A veces se juega bien y otras se juega mal. A veces se gana, otras se pierde y otras se empata. Y no siempre tiene que ver lo primero con lo segundo. Cuando el planteamiento es malo, casi seguro que el resultado también. Pero cuando es bueno, el resultado sigue siendo una lotería. Ayer vimos a un Atleti intenso, con ganas de marcar y que no se rindió en ningún momento. A Oblak le vimos de reojo, porque el Lokomotiv apenas se acercaba, porque su baza era otra.
No hay que olvidar que en esto del fútbol juegan dos equipos. No todo depende de uno solo. Por mucho que ataques, hay alguien que defiende. Y defiende bien. Hemos caído en la subestimación del rival. Creemos que por ser de una liga lejana y no tener historia en Champions, el rival va a ser peor. No tiene por qué. De hecho el Lokomotiv ha sido el único equipo del grupo que ha sido capaz de poner en apuros al Bayern. Le tuvo en el empate hasta el minuto 80, mientras al Atleti le cayeron 4 y al Salzburgo, 6.

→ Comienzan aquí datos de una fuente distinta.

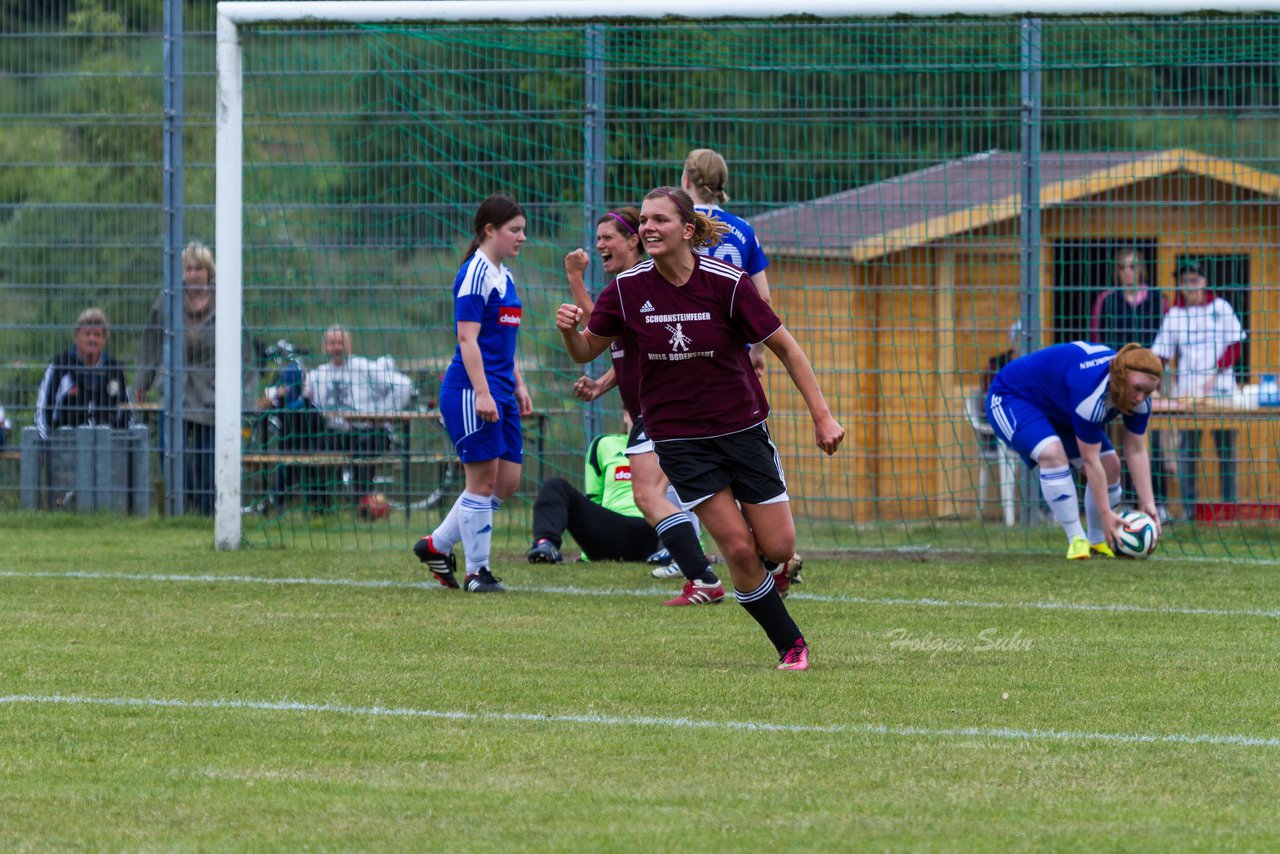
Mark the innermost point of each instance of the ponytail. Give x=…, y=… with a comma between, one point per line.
x=496, y=210
x=1130, y=357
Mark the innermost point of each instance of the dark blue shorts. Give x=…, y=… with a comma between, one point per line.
x=478, y=441
x=1024, y=428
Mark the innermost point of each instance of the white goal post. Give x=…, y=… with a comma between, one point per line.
x=231, y=138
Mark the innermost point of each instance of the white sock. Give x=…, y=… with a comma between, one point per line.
x=1057, y=485
x=448, y=533
x=693, y=517
x=476, y=524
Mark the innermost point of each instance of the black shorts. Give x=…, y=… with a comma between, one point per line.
x=638, y=441
x=745, y=461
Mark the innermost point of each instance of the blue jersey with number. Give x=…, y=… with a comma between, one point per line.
x=487, y=295
x=1069, y=384
x=740, y=246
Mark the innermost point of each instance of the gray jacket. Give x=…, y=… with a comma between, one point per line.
x=199, y=365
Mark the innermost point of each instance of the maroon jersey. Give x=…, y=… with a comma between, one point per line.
x=626, y=373
x=690, y=346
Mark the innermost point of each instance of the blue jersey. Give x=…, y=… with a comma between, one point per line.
x=740, y=246
x=1069, y=384
x=487, y=295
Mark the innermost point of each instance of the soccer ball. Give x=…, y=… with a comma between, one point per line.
x=1138, y=535
x=374, y=506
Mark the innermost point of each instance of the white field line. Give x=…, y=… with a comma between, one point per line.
x=653, y=592
x=661, y=722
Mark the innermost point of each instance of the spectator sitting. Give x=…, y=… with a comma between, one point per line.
x=1202, y=333
x=347, y=386
x=1001, y=359
x=1132, y=311
x=83, y=386
x=604, y=521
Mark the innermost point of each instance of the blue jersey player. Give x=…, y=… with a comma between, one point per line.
x=704, y=178
x=1052, y=407
x=483, y=396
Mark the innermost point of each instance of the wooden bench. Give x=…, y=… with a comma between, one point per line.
x=260, y=460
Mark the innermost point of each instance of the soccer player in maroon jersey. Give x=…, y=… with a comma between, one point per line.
x=617, y=241
x=689, y=319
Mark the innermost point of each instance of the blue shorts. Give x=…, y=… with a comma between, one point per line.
x=1027, y=429
x=478, y=441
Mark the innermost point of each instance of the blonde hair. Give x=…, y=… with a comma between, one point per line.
x=92, y=318
x=708, y=173
x=1139, y=264
x=200, y=255
x=707, y=231
x=1132, y=357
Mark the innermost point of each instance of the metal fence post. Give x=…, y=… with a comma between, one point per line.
x=1031, y=210
x=174, y=314
x=593, y=163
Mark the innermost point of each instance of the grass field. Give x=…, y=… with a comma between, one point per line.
x=160, y=695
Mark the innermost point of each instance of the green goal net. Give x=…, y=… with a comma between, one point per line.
x=933, y=196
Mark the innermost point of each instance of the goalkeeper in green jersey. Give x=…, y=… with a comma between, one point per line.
x=604, y=521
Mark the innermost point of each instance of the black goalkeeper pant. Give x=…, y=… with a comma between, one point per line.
x=603, y=534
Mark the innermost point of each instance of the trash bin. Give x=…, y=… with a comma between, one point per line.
x=86, y=469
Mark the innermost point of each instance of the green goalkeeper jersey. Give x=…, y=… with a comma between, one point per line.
x=608, y=474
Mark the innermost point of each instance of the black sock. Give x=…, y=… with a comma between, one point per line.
x=766, y=607
x=677, y=535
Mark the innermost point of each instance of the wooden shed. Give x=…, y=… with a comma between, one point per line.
x=904, y=290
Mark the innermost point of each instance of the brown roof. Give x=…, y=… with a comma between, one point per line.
x=968, y=193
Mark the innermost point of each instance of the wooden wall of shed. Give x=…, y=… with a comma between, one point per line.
x=900, y=341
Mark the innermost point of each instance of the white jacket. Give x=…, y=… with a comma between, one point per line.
x=357, y=386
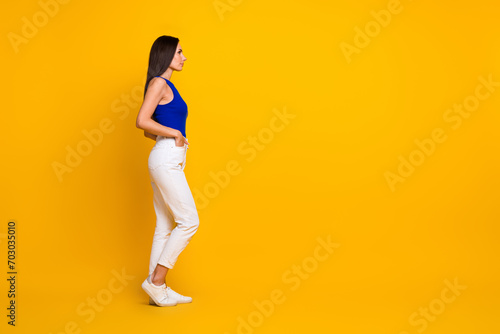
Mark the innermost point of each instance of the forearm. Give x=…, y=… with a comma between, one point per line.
x=154, y=128
x=150, y=135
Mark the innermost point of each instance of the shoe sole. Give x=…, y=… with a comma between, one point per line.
x=145, y=286
x=152, y=302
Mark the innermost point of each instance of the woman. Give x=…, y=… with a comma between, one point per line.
x=162, y=116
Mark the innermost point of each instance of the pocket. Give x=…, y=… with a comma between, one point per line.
x=157, y=157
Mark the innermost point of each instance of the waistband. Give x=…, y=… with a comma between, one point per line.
x=169, y=139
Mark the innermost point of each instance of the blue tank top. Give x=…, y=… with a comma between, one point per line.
x=174, y=113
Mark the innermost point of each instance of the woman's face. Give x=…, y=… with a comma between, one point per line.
x=178, y=60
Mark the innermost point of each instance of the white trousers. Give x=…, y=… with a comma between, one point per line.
x=176, y=215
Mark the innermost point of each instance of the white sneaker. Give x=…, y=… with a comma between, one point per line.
x=158, y=293
x=180, y=299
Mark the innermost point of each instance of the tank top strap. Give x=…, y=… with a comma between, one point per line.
x=158, y=76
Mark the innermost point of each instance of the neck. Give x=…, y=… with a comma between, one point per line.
x=167, y=74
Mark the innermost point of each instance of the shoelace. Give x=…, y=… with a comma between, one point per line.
x=165, y=294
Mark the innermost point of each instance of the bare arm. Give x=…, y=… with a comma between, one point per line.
x=144, y=118
x=150, y=135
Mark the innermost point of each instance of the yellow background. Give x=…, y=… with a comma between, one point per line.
x=322, y=175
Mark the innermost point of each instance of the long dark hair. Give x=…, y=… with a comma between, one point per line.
x=161, y=55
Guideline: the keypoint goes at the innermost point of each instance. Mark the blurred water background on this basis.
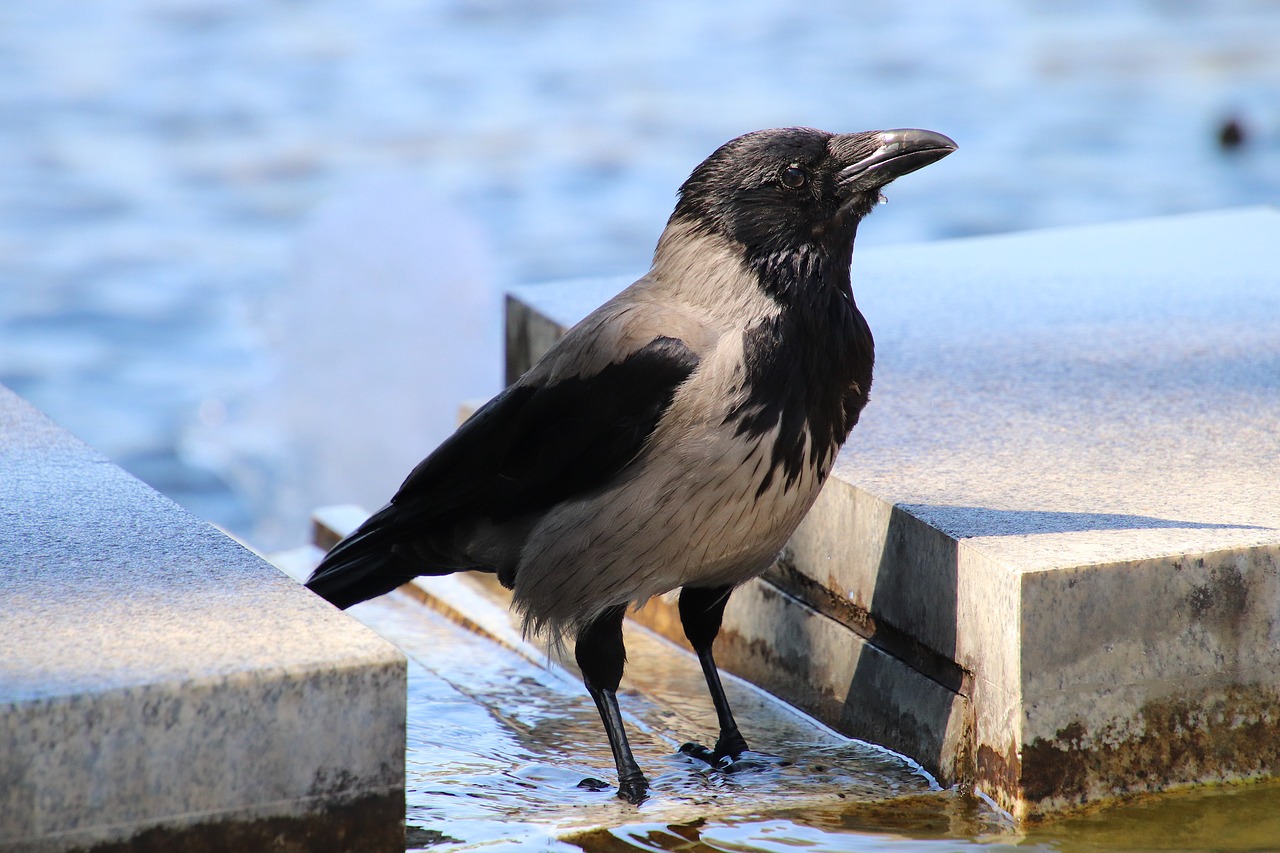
(227, 227)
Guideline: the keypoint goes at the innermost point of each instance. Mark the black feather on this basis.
(525, 451)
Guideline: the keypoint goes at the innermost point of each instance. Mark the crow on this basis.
(675, 437)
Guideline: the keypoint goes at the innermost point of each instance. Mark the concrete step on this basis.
(1048, 561)
(164, 688)
(501, 731)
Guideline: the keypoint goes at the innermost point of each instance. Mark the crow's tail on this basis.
(365, 564)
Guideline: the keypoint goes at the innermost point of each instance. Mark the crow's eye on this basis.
(794, 177)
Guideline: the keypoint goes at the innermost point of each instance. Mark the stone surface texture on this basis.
(160, 682)
(1061, 505)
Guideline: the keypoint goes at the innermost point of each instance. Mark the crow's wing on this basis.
(533, 446)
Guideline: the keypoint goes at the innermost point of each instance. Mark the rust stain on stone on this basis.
(1234, 734)
(997, 772)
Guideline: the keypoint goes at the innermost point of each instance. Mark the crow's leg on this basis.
(700, 612)
(600, 655)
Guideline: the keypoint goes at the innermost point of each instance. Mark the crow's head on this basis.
(799, 188)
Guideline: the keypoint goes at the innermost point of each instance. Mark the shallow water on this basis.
(499, 738)
(159, 159)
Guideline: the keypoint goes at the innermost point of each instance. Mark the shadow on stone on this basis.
(968, 521)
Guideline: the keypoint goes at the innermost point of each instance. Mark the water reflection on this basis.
(499, 738)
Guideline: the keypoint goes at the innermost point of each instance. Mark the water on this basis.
(160, 158)
(499, 738)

Y es que este empate no es culpa del Atleti y tampoco de Simeone. Es culpa de que el fútbol es así. De que el rival ha sabido jugar sus cartas y de que la suerte no ha estado de tu lado. Ayer vimos al Atleti que queremos ver. Al intenso, al que ataca, el que sigue buscando el gol. Hoy las críticas son vacías porque no hay nada que criticar ni nada que reprochar. El Atleti hizo todo lo que pudo ante un Lokomotiv al que, algunos, siguen viendo más pequeño de lo que es.